Um ano de Brumadinho

Irlan Melo / 27/01/2020 - 06h00

Há exatamente um ano, o mundo conheceu a pequena Brumadinho, na Região Metropolitana de Belo Horizonte. Não pelas suas belezas naturais e pela hospitalidade de seu povo, mas pelo maior crime ambiental do mundo: o rompimento da barragem da Vale.

O total de mortos na tragédia é de 259. Outras 11 pessoas continuam desaparecidas.

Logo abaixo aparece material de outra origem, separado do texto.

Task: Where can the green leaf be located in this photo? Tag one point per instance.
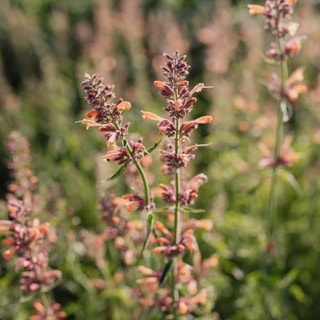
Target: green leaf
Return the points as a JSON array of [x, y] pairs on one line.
[[292, 180], [117, 173], [191, 210], [149, 230], [165, 272], [154, 146]]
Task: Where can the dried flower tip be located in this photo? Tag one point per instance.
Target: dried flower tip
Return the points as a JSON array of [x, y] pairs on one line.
[[197, 88], [256, 9], [291, 28], [293, 93], [295, 77], [151, 116]]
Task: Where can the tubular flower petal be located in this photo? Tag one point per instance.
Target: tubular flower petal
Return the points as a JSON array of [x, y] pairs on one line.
[[151, 116], [256, 9], [132, 204], [92, 114], [159, 84], [145, 271], [124, 105], [90, 123], [183, 308], [203, 120]]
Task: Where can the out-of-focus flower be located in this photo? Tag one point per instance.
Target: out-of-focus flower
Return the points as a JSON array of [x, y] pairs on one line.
[[292, 88], [256, 9], [286, 158], [293, 46]]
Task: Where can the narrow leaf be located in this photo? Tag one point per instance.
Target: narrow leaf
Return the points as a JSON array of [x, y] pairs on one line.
[[292, 181], [191, 210], [117, 173], [149, 230], [154, 146], [165, 272]]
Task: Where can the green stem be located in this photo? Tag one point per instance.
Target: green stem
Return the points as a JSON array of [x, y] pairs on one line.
[[140, 169], [271, 207], [177, 232]]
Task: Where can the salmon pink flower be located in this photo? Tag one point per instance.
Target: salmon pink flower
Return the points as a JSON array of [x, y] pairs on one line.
[[256, 9]]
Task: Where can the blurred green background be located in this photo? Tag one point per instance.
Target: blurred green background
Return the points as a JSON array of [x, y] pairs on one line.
[[46, 46]]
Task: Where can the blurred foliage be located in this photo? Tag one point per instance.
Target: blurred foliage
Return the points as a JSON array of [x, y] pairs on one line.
[[45, 48]]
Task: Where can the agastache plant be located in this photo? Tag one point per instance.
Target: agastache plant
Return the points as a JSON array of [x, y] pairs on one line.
[[175, 237], [285, 88], [26, 237]]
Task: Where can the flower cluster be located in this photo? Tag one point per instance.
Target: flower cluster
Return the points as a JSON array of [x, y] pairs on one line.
[[184, 277], [286, 88], [47, 313], [132, 156], [26, 236]]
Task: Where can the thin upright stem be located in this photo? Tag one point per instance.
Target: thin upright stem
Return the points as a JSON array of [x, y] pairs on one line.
[[271, 207], [140, 169], [177, 188]]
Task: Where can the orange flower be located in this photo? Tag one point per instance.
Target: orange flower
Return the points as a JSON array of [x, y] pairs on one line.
[[293, 90], [203, 120], [151, 116], [132, 204], [90, 123], [124, 105], [9, 252], [293, 45], [92, 114], [256, 9], [201, 297], [159, 84], [183, 308]]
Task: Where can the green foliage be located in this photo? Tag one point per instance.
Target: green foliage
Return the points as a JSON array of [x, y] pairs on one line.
[[46, 46]]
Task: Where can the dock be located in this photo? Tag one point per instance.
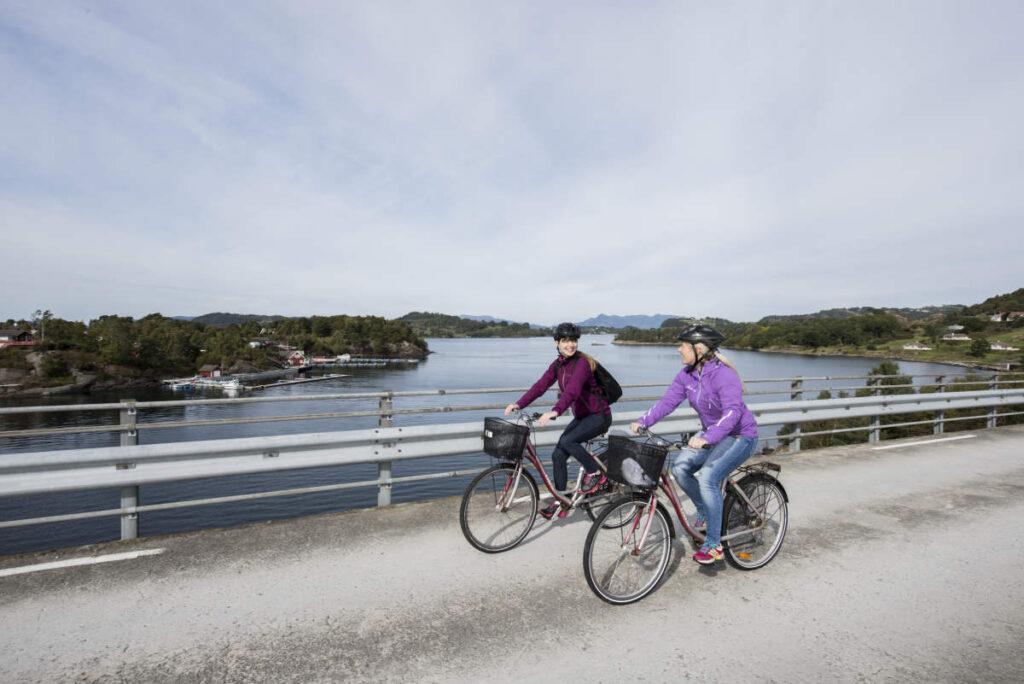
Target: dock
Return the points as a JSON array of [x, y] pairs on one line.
[[301, 381]]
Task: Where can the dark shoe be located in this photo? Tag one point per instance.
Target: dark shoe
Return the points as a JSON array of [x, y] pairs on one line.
[[549, 511]]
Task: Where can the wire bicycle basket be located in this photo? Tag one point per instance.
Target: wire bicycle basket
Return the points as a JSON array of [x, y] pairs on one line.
[[503, 439], [634, 463]]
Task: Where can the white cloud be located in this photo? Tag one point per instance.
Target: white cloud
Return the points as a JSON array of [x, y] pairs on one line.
[[535, 162]]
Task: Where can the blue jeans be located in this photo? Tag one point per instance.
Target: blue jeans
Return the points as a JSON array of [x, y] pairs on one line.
[[570, 443], [715, 465]]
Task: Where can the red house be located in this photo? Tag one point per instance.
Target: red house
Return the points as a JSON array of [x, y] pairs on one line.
[[15, 338]]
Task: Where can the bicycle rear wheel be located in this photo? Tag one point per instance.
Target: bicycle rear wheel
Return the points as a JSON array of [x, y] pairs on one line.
[[615, 569], [755, 546], [493, 516]]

Além da incontável perda humana, material e natural. Da dor, da tristeza e de todo o colapso que a tragédia causou, até que nós nos manifestássemos, nada se falava sobre mais um grande problema ocasionado pelo rompimento poderia causar: a falta de água em Belo Horizonte.

Eu trouxe essa notícia alarmante ao conhecimento público, ao assumir o grande desafio de ser o relator da CPI das Águas e Barragens na Câmara Municipal de Belo Horizonte.

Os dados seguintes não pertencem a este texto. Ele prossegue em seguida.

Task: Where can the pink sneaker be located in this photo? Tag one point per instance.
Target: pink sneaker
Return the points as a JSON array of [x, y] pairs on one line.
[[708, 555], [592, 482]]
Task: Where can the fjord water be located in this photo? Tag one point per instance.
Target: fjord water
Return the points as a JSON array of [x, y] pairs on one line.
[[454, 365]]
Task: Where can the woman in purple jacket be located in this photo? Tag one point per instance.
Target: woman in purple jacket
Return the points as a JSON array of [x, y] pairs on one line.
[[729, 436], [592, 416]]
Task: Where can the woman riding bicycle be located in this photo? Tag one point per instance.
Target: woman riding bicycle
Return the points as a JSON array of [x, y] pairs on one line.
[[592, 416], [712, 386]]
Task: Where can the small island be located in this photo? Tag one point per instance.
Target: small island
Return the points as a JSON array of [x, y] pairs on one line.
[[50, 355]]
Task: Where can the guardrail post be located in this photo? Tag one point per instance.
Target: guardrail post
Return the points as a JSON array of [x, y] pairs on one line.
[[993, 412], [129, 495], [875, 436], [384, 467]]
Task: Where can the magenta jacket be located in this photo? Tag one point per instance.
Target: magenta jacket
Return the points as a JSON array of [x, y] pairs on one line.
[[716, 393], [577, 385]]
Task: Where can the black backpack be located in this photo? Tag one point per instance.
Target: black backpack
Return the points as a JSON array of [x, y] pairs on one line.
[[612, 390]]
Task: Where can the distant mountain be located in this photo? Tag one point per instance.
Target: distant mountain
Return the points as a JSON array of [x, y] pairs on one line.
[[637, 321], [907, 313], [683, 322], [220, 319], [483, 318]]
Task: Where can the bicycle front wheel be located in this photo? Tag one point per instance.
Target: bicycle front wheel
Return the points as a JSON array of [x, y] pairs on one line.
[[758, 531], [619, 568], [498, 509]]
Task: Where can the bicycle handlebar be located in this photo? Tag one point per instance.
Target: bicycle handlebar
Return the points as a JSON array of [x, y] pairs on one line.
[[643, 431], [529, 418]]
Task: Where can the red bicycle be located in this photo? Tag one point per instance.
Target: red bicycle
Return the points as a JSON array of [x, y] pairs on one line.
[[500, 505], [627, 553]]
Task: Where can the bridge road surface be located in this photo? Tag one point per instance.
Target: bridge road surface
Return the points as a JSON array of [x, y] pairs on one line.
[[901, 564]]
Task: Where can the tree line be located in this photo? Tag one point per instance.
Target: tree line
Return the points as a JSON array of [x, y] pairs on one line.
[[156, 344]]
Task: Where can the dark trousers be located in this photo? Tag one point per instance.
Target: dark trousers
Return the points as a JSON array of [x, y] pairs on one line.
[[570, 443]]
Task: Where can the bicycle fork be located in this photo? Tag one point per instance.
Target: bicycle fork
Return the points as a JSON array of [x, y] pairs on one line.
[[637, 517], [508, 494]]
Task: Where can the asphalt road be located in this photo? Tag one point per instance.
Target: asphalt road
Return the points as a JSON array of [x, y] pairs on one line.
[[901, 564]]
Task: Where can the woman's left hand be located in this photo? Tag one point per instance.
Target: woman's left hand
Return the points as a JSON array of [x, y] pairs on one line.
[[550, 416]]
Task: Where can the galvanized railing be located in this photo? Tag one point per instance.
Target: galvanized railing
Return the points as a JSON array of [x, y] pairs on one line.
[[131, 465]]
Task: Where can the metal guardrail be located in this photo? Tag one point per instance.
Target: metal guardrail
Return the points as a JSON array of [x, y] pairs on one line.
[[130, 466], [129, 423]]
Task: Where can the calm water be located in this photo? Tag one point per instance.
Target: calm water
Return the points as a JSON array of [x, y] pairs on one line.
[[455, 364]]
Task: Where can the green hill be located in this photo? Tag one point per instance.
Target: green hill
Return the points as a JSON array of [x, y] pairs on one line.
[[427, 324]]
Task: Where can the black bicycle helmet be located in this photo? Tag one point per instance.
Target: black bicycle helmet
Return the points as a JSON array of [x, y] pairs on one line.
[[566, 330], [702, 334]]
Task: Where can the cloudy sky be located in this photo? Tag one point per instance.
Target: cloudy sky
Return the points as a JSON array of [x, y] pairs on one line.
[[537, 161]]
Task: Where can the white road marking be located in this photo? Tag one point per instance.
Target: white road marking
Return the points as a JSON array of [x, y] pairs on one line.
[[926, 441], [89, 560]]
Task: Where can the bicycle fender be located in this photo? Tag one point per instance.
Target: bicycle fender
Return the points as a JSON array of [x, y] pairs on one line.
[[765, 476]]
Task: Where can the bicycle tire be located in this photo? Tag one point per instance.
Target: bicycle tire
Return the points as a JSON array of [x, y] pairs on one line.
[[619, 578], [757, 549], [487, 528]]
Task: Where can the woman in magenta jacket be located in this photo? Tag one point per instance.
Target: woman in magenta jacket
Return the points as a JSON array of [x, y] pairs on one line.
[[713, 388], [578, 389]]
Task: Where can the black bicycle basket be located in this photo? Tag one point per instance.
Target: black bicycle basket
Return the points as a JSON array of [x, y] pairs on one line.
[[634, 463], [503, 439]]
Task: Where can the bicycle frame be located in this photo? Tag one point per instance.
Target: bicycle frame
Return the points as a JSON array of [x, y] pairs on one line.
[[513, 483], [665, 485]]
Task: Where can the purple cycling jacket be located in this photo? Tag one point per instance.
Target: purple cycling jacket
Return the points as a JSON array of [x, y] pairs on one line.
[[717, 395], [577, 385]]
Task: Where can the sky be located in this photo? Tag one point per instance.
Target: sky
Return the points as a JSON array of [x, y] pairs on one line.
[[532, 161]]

Foram dezenas de reuniões, visitas e centenas de páginas de um relatório que trouxe um grande alerta para BH: a possibilidade de falta de água em nossa cidade no começo de 2020.

Nosso esforço ganhou as páginas dos jornais, apelo da mídia, alcançou a esfera jurídica e o apelo popular. Até que a Copasa e o governo de Minas admitiram que, se nada fosse feito, BH, de fato, ficará sem água no início deste ano. Após ter acesso à minha entrevista em jornal de grande circulação, a Vale foi obrigada judicialmente a construir uma nova fonte de captação de água para BH.

Já se passaram 365 dias dessa tragédia. O mar de lama que agora se solidifica demonstra o pouco caso da Vale com a reparação dos danos causados pela sua irresponsabilidade. Nossa CPI indiciou várias pessoas e o MP a acatou, tendo denunciado 16 pessoas por homicídio doloso, sustentando, assim como descrito na CPI, que houve um conluio entre a mineradora Vale e a consultoria alemã Tüv Süd.

Conforme ficou demonstrado, ambas as empresas tinham conhecimento da situação crítica da barragem que se rompeu, mas não compartilharam as informações com o poder público e com a sociedade e assumiram os riscos, gerando o crime.

Há um ano nesta luta, continuo trabalhando para que os responsáveis por este crime sejam punidos e o fantasma do rodízio e racionamento de água em BH desapareça de uma vez por todas. Continuarmos sem descansar até que a Vale pague pelos seus crimes.